A visiting HSE inspector raised concerns about manual handling operations, principally the filling of hoppers with malt and barley, which involved employees lifting heavy sacks, weighing up to 25kg, in awkward circumstances. The notice required the company to carry out a thorough assessment of the handling risks and to take appropriate action.
The case was taken to court where it was heard that the HSE revisited the brewery on 8 November 2010 and again on 3 February 2011, but on both occasions little had changed.
Oxfordshire Ales Limited was fined £6,000 and ordered to pay £8,623 in costs. The HSE commented after the case that the response of Oxfordshire Ales to the original Improvement Notice was disappointing to say the least. The improvements were necessary in order to protect workers from injury and yet the company took far too long to take appropriate action.

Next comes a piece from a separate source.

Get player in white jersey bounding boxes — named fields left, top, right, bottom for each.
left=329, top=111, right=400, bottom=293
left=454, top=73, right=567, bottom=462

In this case no one was hurt but it shows that the HSE will take action against breaches in regulations and expect to see a positive response when an Improvement Notice is issued. If this case had occurred this month then the costs would have been far higher; as the HSE time would also have been charged through the Fee for Intervention legislation. The longer it takes a business to take positive action in the future the more the costs will rise.
Are there any areas of your business that you might not have carried out suitable and sufficient risks assessments? This company failed to properly consider its manual handling risks – why not take a look at activities you may have overlooked? In our experience there are always manual handling tasks that get forgotten.